From the Fall 2000 issue of The News Media & The Law, page 2. "To work effectively, it is important…

From the Fall 2000 issue of The News Media & The Law, page 2.

"To work effectively, it is important that society's criminal process 'satisfy the appearance of fairness,' . . . and the appearance of justice can best be provided by allowing people to observe it." Richmond Newspapers v.
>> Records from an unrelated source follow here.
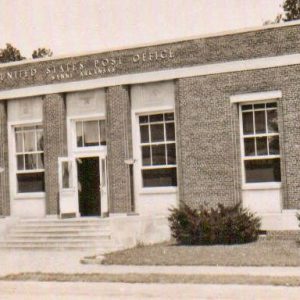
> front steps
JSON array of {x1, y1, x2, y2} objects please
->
[{"x1": 0, "y1": 218, "x2": 121, "y2": 252}]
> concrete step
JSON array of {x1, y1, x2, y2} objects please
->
[
  {"x1": 18, "y1": 219, "x2": 110, "y2": 225},
  {"x1": 0, "y1": 240, "x2": 114, "y2": 247},
  {"x1": 8, "y1": 232, "x2": 111, "y2": 238},
  {"x1": 2, "y1": 237, "x2": 112, "y2": 243},
  {"x1": 5, "y1": 235, "x2": 111, "y2": 241},
  {"x1": 0, "y1": 244, "x2": 122, "y2": 251},
  {"x1": 14, "y1": 223, "x2": 110, "y2": 229},
  {"x1": 0, "y1": 218, "x2": 120, "y2": 252},
  {"x1": 10, "y1": 227, "x2": 110, "y2": 234}
]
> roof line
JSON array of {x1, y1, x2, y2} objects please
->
[{"x1": 1, "y1": 20, "x2": 300, "y2": 69}]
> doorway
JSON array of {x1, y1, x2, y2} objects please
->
[{"x1": 77, "y1": 157, "x2": 100, "y2": 216}]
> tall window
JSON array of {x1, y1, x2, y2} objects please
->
[
  {"x1": 76, "y1": 120, "x2": 106, "y2": 147},
  {"x1": 139, "y1": 112, "x2": 177, "y2": 187},
  {"x1": 15, "y1": 125, "x2": 45, "y2": 193},
  {"x1": 241, "y1": 102, "x2": 281, "y2": 183}
]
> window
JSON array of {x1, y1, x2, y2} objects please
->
[
  {"x1": 15, "y1": 125, "x2": 45, "y2": 193},
  {"x1": 76, "y1": 120, "x2": 106, "y2": 147},
  {"x1": 139, "y1": 112, "x2": 177, "y2": 187},
  {"x1": 240, "y1": 102, "x2": 281, "y2": 183}
]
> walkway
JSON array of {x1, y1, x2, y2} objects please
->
[
  {"x1": 1, "y1": 249, "x2": 300, "y2": 277},
  {"x1": 1, "y1": 281, "x2": 300, "y2": 300}
]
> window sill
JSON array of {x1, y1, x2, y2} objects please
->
[
  {"x1": 14, "y1": 192, "x2": 45, "y2": 200},
  {"x1": 242, "y1": 183, "x2": 281, "y2": 190},
  {"x1": 139, "y1": 187, "x2": 177, "y2": 195}
]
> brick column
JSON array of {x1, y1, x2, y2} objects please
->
[
  {"x1": 0, "y1": 101, "x2": 10, "y2": 216},
  {"x1": 106, "y1": 86, "x2": 132, "y2": 213},
  {"x1": 43, "y1": 94, "x2": 67, "y2": 215}
]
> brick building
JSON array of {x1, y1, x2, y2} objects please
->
[{"x1": 1, "y1": 21, "x2": 300, "y2": 243}]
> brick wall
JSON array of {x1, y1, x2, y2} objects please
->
[
  {"x1": 106, "y1": 86, "x2": 132, "y2": 213},
  {"x1": 43, "y1": 94, "x2": 67, "y2": 215},
  {"x1": 2, "y1": 23, "x2": 300, "y2": 90},
  {"x1": 0, "y1": 101, "x2": 10, "y2": 216},
  {"x1": 176, "y1": 64, "x2": 300, "y2": 209}
]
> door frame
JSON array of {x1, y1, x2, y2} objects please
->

Virginia, 448 U.S. 555, 571 (1980).

Pity today's court reporters.

In the 20 years since the Richmond Newspapers decision, in which the U.S. Supreme Court made it clear that criminal trials are presumptively open, justice has taken a long, steady slide back to secrecy.

In many jurisdictions, the days of reporters reviewing court files, interviewing parties and their lawyers, asking clerks and judges procedural questions and interviewing jurors after they have delivered their verdict are long gone.

Whether it is because judges fear a jury will be influenced by pre-trial coverage or because they just do not want to be annoyed by media coverage, judges are closing proceedings and gagging parties at an alarming rate. Reporters are forced to rely on leaks, rumors and innuendo.

Anonymous juries are increasingly common — and offensive. Once used as a last resort in cases involving mobsters, this practice is routine in too many courtrooms — despite the Supreme Court's admonition in Press-Enterprise I that "the process of selection of jurors has presumptively been a public process."

A misguided notion of "juror privacy" has supplanted the Supreme Court's declaration that openness "vindicates the concerns of the victims of the crime, the community and defendants in knowing that the criminal justice system operates fairly and justly."

As a federal court reporter in the late 1980s, I visited the federal courthouses in St. Paul and Minneapolis almost daily. One senior judge always encouraged his clerks to answer my questions and was frequently available to explain procedural issues to me. But when it came to juries, he went out of his way to thwart my efforts to talk to them.

The judge, the late Edward Devitt, refused to allow me to see lists of jury members — he said if I wanted to know who they were, I could sit in his courtroom and listen to voir dire.

Covering a routine verdict became a game of wits with this guy. When the son-in-law of an esteemed Minnesota politician was found guilty of numerous counts of fraud, the judge thanked the jury for their service and told them they were free to discuss their deliberations with anyone, but that they were not obligated to do so — a typical directive by a judge.

As the jury left the courtroom, I got up to wait for them to file out of the courthouse. I got to the courtroom door and discovered it was locked. The judge had instructed the bailiffs to lock me in the courtroom until the jury had left the building. Reporting from this judge's courtroom became a delicate dance of sitting near the door to listen to the verdict and dashing out before the bailiffs could pull out their key chains.

Today's judges are much more direct. They issue orders sealing pleadings and settlements, gagging parties and counsel, closing jury selection and banning media coverage. Most of the orders are of dubious constitutionality.

During the next two years, the Reporters Committee will explore this trend toward secrecy. The first in a series of "Secret Justice" reports appears in this issue as a pullout section on the use of anonymous juries. McCormick-Tribune Legal Fellow Ashley Gauthier's accompanying cover story explores the risks Americans take when they allow justice to be dispensed by a secret jury.